The group have announced dates in Sunderland, Manchester, Cardiff, Dublin, Glasgow, Birmingham and London in May, June and July. They will also take the show across Europe.

Meanwhile, hundreds of tickets appeared on eBay and other secondary websites at inflated prices.

Image caption Some fans found queueing at the venues to be a more reliable way to get their hands on tickets

Police have warned fans not to buy from unofficial agencies, whom they said may not fulfil orders and may use personal details in identity theft.

Nik from Ipswich, another fan who contacted the BBC, said: "It is very frustrating as you don't know if all the tickets have gone or not.

"I don't really understand why the sites can't have more bandwidth or servers at times like this."

Iggy in Barrowford, Lancashire, said: "It is madness in this day and age that the ticket companies cannot gear up for days like today.

"As for the tickets already appearing on resale sites, how is this fair to the genuine fans?"

Another fan, Lucy, in Cardiff said: "I have been using two phones and a computer.

"Really annoyed that at just gone nine this morning there are people selling bundles of tickets on eBay for three times more that the ticket cost, sometimes more than that."

Problems 'addressed'

The official agencies are Gigs and Tours, The Ticket Factory, Ticketline and Ticketmaster.

Gigs In Scotland is selling tickets for Hampden Park in Glasgow, Event Travel is offering hotel packages and Mark Butler is selling VIP tickets.

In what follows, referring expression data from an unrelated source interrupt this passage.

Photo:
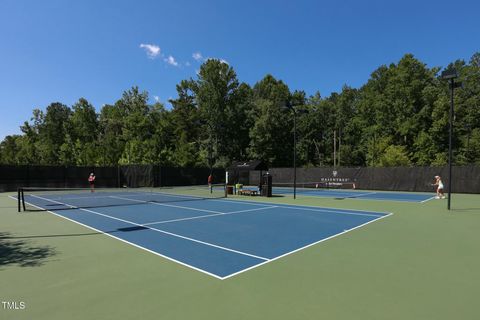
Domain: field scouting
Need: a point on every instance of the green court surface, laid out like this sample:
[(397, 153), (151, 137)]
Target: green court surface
[(422, 262)]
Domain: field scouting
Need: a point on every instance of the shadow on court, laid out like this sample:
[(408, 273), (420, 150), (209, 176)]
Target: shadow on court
[(22, 253), (17, 250)]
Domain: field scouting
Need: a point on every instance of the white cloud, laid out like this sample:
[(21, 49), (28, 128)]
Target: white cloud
[(171, 61), (197, 56), (152, 50)]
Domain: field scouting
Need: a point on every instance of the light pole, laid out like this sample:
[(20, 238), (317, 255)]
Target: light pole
[(289, 106), (450, 75)]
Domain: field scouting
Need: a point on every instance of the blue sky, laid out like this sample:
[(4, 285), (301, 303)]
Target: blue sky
[(63, 50)]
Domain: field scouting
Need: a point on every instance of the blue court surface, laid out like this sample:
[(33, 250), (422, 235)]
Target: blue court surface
[(219, 237), (357, 194)]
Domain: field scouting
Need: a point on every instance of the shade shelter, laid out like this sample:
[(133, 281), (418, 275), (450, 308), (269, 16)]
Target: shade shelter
[(239, 172)]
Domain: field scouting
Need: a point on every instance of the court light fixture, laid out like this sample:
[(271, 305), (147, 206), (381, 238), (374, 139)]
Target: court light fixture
[(450, 74)]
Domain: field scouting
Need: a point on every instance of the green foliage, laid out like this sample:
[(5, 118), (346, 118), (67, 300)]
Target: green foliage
[(394, 156), (400, 117)]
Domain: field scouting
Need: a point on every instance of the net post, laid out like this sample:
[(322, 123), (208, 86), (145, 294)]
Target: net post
[(23, 199)]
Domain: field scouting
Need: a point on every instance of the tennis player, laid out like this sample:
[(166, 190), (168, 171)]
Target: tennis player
[(439, 184), (91, 180)]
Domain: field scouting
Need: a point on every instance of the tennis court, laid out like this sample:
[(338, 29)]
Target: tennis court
[(219, 237), (356, 194)]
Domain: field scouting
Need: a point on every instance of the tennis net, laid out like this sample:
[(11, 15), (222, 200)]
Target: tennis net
[(44, 199), (285, 187)]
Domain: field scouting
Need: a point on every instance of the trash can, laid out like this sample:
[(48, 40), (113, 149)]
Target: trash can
[(266, 184)]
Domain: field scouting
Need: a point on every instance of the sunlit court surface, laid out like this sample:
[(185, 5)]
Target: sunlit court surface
[(239, 160), (221, 238)]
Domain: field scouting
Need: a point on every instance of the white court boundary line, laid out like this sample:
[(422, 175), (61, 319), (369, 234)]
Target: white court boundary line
[(204, 271), (157, 230), (361, 196), (208, 216), (126, 241), (304, 247)]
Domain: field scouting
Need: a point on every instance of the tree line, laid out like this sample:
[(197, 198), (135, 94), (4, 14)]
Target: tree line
[(398, 118)]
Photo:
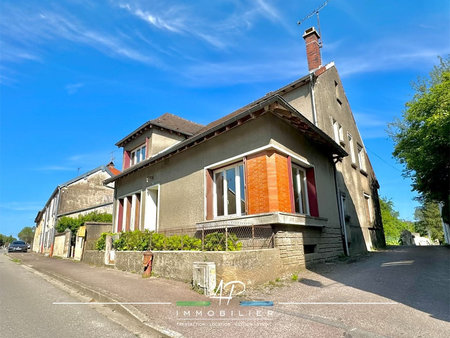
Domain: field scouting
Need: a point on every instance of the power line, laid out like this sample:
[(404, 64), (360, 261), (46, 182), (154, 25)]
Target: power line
[(382, 159)]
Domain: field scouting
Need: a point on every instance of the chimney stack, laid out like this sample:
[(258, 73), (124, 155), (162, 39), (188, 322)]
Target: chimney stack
[(312, 49)]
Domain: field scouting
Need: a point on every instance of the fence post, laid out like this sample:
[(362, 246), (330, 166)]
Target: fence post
[(253, 236), (203, 238), (226, 238)]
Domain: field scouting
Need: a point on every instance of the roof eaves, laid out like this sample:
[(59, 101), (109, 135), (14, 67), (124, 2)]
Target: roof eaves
[(267, 101)]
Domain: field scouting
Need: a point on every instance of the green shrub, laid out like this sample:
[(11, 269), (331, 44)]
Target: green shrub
[(146, 240), (216, 242), (101, 241)]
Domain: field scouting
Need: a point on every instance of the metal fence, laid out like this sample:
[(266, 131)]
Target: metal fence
[(246, 237)]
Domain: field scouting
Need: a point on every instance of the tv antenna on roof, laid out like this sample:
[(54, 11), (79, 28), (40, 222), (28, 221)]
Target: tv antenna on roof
[(316, 12)]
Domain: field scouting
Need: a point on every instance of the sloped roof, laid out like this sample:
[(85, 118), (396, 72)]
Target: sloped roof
[(167, 121), (282, 109)]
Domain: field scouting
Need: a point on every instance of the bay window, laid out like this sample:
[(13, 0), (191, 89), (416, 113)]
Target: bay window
[(300, 188), (229, 191)]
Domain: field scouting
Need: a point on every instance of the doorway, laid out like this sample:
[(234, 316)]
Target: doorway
[(343, 222), (152, 208)]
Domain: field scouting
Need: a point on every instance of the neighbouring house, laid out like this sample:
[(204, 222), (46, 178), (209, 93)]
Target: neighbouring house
[(293, 161), (81, 195)]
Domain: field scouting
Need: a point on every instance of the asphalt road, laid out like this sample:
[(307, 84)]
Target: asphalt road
[(27, 309)]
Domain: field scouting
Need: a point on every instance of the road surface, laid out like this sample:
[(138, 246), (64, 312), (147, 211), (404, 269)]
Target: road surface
[(27, 309)]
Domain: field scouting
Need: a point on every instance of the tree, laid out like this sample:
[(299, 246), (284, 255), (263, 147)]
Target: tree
[(27, 234), (6, 239), (422, 137), (428, 221), (392, 225)]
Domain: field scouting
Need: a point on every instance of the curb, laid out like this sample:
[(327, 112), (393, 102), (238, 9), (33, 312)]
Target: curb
[(102, 296)]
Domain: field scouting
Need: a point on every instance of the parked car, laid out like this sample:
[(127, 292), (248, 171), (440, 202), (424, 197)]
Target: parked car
[(18, 246)]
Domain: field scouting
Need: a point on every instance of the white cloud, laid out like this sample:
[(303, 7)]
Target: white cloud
[(72, 88), (21, 206)]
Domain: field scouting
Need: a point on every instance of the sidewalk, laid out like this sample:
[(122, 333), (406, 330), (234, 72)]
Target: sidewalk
[(374, 297), (163, 314)]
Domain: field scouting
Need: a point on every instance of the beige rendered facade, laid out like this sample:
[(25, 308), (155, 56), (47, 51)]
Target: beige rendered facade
[(81, 195), (293, 160)]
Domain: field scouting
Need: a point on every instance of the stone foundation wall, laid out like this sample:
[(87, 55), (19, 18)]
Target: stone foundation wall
[(94, 257)]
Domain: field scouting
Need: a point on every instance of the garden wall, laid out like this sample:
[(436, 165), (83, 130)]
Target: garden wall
[(250, 266)]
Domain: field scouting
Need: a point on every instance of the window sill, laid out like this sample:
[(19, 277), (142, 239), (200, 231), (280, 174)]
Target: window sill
[(264, 219)]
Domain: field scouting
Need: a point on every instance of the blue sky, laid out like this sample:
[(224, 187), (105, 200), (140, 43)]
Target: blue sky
[(77, 76)]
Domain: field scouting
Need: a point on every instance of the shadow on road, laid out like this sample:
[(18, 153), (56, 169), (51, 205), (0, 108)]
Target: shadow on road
[(417, 276)]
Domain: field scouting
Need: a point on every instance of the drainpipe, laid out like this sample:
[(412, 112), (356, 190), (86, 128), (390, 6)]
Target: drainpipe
[(55, 212), (341, 212), (311, 88)]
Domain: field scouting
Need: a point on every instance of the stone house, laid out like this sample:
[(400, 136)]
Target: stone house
[(81, 195), (293, 160)]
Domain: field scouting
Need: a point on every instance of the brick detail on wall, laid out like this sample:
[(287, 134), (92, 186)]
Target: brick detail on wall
[(126, 159), (257, 184), (268, 190)]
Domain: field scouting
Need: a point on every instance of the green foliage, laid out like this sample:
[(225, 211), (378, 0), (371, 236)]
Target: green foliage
[(428, 221), (6, 239), (141, 241), (27, 234), (216, 242), (133, 240), (101, 241), (74, 223), (422, 137), (392, 225), (146, 240)]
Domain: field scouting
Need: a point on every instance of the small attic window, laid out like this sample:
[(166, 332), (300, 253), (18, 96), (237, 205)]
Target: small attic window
[(336, 89)]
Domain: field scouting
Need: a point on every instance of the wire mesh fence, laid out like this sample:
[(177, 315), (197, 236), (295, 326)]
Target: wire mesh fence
[(228, 238)]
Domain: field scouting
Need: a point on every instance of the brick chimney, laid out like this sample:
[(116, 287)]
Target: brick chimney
[(312, 48)]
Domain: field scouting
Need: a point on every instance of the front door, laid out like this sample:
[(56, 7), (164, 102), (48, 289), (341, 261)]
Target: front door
[(151, 208), (344, 226)]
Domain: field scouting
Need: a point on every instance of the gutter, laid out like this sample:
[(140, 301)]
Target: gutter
[(313, 101), (272, 99)]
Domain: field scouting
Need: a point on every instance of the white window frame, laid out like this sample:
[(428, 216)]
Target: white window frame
[(133, 159), (335, 130), (361, 157), (352, 148), (368, 200), (301, 186), (238, 179)]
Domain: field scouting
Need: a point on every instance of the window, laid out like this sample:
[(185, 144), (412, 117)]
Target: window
[(128, 213), (229, 191), (369, 207), (361, 158), (352, 149), (138, 155), (300, 190), (336, 131)]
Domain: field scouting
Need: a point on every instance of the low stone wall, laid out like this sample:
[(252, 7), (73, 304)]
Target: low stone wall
[(130, 261), (251, 266), (94, 257), (93, 232)]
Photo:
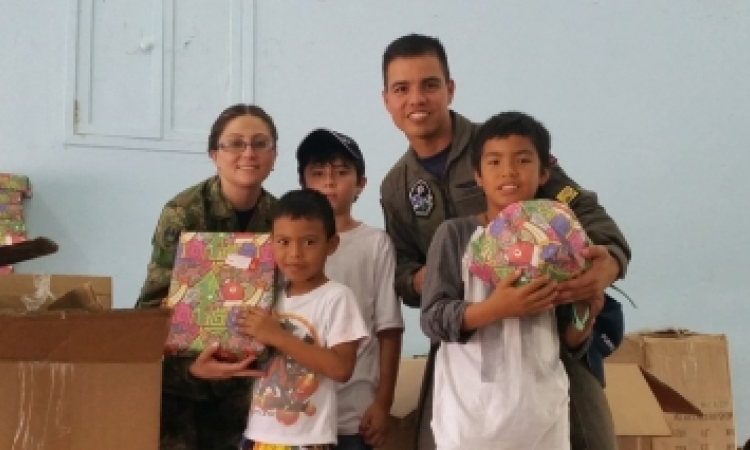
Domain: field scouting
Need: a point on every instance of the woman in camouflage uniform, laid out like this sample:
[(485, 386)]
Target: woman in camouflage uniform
[(199, 414)]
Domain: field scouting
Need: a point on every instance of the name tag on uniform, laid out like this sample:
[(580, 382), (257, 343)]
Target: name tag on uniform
[(421, 198)]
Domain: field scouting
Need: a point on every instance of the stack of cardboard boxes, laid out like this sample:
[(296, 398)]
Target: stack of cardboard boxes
[(13, 190), (75, 374)]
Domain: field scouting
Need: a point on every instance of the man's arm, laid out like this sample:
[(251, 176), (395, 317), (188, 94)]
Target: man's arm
[(443, 306), (599, 226), (409, 259)]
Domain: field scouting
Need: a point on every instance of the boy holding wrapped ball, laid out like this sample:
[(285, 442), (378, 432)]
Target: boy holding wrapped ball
[(499, 380)]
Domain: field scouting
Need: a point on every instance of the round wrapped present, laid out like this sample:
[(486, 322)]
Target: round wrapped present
[(540, 237)]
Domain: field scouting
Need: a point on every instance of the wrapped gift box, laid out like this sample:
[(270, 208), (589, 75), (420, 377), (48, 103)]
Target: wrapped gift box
[(215, 275), (11, 212), (540, 237)]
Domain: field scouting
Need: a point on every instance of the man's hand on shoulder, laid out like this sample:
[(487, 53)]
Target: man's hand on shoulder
[(602, 272)]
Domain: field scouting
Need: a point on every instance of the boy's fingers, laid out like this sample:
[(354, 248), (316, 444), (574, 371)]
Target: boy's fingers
[(208, 352), (512, 278), (249, 373)]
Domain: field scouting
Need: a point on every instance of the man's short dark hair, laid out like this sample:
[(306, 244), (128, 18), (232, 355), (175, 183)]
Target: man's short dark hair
[(508, 124), (413, 45), (306, 204)]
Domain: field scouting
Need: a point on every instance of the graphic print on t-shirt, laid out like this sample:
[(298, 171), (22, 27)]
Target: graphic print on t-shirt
[(287, 389)]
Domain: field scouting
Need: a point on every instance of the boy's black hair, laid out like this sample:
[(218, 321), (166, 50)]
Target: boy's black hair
[(324, 146), (306, 204), (508, 124), (413, 45)]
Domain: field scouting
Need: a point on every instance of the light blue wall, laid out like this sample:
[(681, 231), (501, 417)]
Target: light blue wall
[(648, 103)]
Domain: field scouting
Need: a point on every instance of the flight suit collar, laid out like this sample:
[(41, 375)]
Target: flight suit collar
[(462, 132)]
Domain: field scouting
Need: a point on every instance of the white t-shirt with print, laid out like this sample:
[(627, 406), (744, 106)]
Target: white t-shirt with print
[(365, 261), (291, 405), (504, 389)]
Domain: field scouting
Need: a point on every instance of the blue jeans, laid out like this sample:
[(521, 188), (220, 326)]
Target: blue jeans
[(351, 442)]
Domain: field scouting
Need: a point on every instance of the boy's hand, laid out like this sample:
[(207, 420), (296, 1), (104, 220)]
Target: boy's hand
[(374, 425), (207, 367), (530, 299), (418, 280), (602, 272), (261, 325)]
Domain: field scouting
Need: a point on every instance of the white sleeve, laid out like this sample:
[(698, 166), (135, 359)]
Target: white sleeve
[(387, 309), (345, 323)]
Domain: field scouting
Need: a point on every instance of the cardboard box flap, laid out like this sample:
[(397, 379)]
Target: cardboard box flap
[(665, 332), (408, 385), (635, 410), (120, 336), (670, 400), (14, 287), (26, 250)]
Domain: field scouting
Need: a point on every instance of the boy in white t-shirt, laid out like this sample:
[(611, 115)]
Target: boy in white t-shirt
[(332, 164), (315, 330), (499, 381)]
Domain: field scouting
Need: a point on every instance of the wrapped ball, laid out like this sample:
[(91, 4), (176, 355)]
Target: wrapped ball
[(540, 237)]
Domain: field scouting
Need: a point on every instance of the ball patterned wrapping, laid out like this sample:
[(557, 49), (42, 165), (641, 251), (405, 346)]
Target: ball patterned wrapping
[(539, 237)]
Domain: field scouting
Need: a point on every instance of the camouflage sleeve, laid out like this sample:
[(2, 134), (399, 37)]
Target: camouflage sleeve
[(599, 226), (409, 258), (171, 223), (173, 220)]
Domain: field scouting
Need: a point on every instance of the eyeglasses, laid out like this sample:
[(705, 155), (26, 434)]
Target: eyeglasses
[(258, 145)]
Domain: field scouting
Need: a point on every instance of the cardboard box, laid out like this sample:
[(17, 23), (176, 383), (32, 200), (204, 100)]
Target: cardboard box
[(81, 380), (13, 287), (697, 367), (17, 183), (403, 421), (638, 401), (637, 398)]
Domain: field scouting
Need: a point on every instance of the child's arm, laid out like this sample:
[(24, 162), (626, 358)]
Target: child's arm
[(336, 362), (389, 325), (446, 316)]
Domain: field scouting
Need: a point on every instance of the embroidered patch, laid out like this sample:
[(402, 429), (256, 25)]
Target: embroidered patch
[(567, 194), (421, 198)]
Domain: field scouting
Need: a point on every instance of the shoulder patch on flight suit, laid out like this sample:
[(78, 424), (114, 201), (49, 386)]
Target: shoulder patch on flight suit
[(421, 198), (567, 194)]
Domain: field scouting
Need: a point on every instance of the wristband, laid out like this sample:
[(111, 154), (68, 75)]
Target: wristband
[(580, 323)]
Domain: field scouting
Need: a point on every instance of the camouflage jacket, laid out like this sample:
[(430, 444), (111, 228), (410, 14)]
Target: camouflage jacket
[(202, 207), (415, 203)]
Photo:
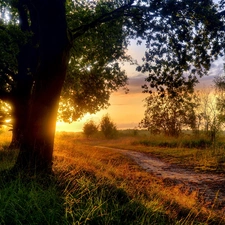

A Ticketmaster statement said it had "addressed" the problems.

An earlier message from the company said: "Due to totally unprecedented demand all ticket agents across the UK, including Ticketmaster, are struggling to cope with the sheer volume of people logging on to try and buy Take That tickets."

A statement from The Ticket Factory said it had been "the busiest release that we have ever experienced" but that many customers had got through, exceeding the company's previous sales record by more than 50%.

The band's last UK tour - without Williams - was seen by a record-breaking one million people in 2009.

Williams rejoined the group this summer. Their new album, Progress, will be released next month.